Sons Of Anarchy Review: “Faith And Despondency” (Season 7, Episode 10)


Sons Of Anarchy Review: "Faith And Despondency" (Season 7, Episode 10)

Sons of Anarchy gave fans another super-sized episode this week as the show prepares for the end, but was it really necessary?

Normally, I wouldn’t complain about the members of SAMCRO being pranced across the screen in the bare minimum, but like so much of tonight’s episode, it seemed to fall on the gratuitous side. Sure, it’s understandable that fans want to absorb as much time as possible with these characters, who over seven seasons they have become quite attached to, in a very intimate way. It makes perfect sense – from a fan perspective. However, broadcasting an episode that clocks in at almost twice the normal run-time for no other reason than to give fans a little more, hurts more than it helps.

After last week’s shocking (err, meant to be shocking) ending, Sons of Anarchy failed to capitalize on the high emotions in the wake of Bobby’s (Mark Boone Junior) execution. Besides a brief conversation about the club being “Bobby-less” and the predictable ambush, resulting in possibly the quickest retaliation to-date, it was as if the members of SAMCRO had compartmentalized their loss and moved on. What should have been a testament to the role that put Mark Boone Junior on the map, turned into another wasted opportunity.

Instead, the writers put the emphasis on the few core members still standing and their current romantic entanglements – to the point that Abel’s game changing confession was almost overshadowed. That’s right. Young and traumatized Abel Teller, so often marginalized, spilled the beans about Grandma. And then, the credits started to roll. With all of Abel’s erratic behavior as of late, it’s too early to tell how Jax (Charlie Hunnam) will take his son’s statement.
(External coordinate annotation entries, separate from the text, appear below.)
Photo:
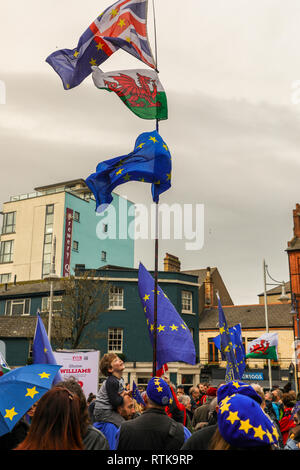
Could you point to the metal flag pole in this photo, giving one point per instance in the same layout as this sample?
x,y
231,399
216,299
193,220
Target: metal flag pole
x,y
267,323
154,366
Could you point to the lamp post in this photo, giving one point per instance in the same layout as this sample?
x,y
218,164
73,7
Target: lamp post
x,y
295,312
52,277
282,298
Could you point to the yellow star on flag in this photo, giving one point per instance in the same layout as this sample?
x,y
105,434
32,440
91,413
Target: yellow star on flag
x,y
31,392
44,375
225,407
259,432
233,416
114,12
10,413
245,426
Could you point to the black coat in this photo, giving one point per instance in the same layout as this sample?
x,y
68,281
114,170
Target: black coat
x,y
153,430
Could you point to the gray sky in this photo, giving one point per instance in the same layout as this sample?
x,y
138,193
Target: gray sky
x,y
227,68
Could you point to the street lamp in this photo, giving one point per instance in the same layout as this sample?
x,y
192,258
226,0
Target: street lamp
x,y
295,312
52,277
282,298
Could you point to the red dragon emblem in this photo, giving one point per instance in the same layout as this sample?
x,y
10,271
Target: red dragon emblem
x,y
141,94
260,347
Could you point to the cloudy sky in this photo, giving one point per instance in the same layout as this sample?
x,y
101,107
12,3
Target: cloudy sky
x,y
228,68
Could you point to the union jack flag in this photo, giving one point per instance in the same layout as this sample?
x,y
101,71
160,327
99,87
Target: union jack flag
x,y
123,25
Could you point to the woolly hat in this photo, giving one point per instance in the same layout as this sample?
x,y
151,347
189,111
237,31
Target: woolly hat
x,y
159,391
241,420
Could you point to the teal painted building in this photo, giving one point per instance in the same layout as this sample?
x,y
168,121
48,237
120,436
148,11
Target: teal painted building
x,y
123,324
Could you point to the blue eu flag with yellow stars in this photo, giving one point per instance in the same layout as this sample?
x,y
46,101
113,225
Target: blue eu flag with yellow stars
x,y
41,347
150,162
237,341
226,347
136,394
174,340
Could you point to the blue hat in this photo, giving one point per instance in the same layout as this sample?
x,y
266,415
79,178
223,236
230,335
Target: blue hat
x,y
241,420
159,391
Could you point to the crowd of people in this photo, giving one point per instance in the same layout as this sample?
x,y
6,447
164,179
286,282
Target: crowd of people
x,y
164,417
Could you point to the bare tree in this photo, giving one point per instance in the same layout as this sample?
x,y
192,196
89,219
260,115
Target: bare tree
x,y
84,299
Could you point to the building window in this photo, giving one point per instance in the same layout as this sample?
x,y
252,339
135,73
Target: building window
x,y
56,306
5,278
9,222
76,216
6,251
187,301
17,307
115,340
213,352
116,297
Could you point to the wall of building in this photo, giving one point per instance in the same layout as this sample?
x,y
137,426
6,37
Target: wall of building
x,y
29,235
86,232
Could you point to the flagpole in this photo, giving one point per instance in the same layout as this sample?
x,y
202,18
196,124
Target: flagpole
x,y
267,323
154,365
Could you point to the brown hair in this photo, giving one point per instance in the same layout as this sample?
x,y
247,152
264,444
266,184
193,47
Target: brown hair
x,y
106,361
73,386
56,423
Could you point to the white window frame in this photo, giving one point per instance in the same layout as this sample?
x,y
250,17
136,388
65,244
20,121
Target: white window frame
x,y
116,298
3,253
186,301
13,302
112,343
45,303
4,280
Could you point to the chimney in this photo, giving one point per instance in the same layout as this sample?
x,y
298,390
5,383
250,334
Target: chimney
x,y
296,217
208,289
171,263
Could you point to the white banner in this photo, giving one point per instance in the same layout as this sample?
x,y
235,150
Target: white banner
x,y
84,366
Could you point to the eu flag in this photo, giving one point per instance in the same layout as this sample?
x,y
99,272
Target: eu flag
x,y
227,350
136,394
150,162
237,341
41,348
174,340
122,25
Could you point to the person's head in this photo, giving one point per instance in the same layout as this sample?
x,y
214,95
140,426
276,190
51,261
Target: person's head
x,y
277,395
91,398
185,400
242,423
56,423
194,392
127,409
110,364
73,386
260,391
158,393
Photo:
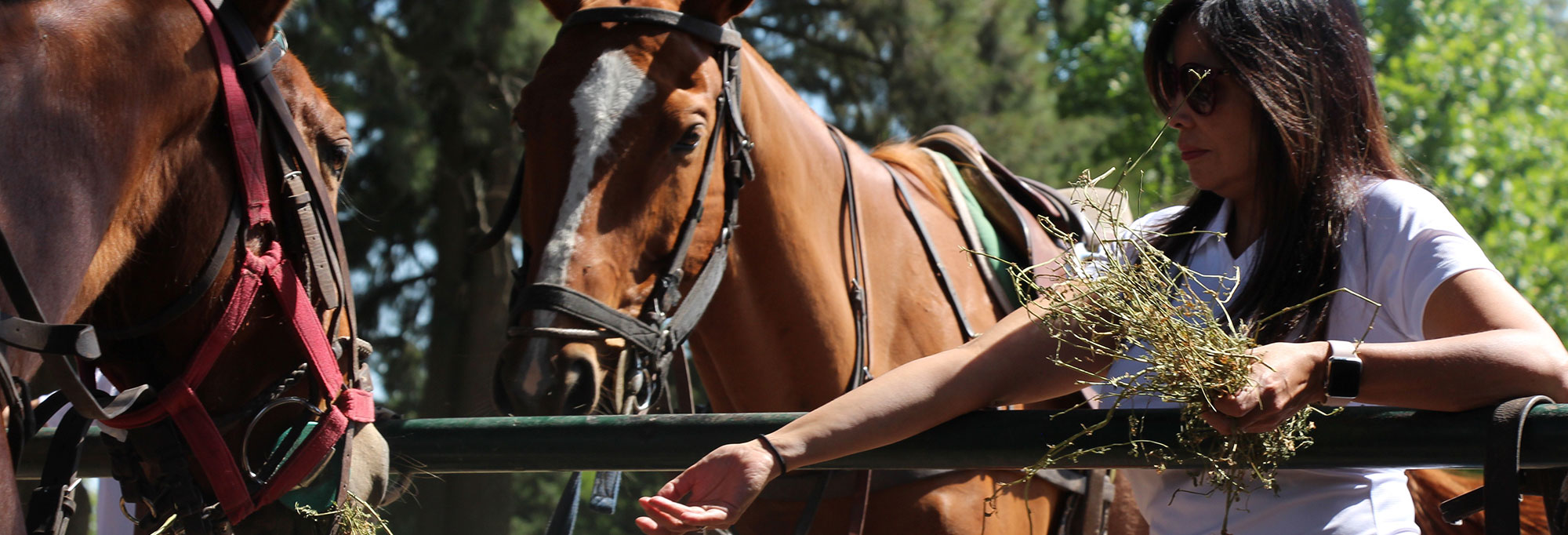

Whether or not Jax chooses to act on it or assume it’s just another side effect of the trauma from Tara’s murder will make or break Gemma’s (Katey Sagal) chances of surviving the season. Of all the characters, Gemma, who has made a habit out of making survival her prerogative, I suspect is also the least likely to run – even under the circumstances. After everything she’s been through, this is going to be her end point – good or bad.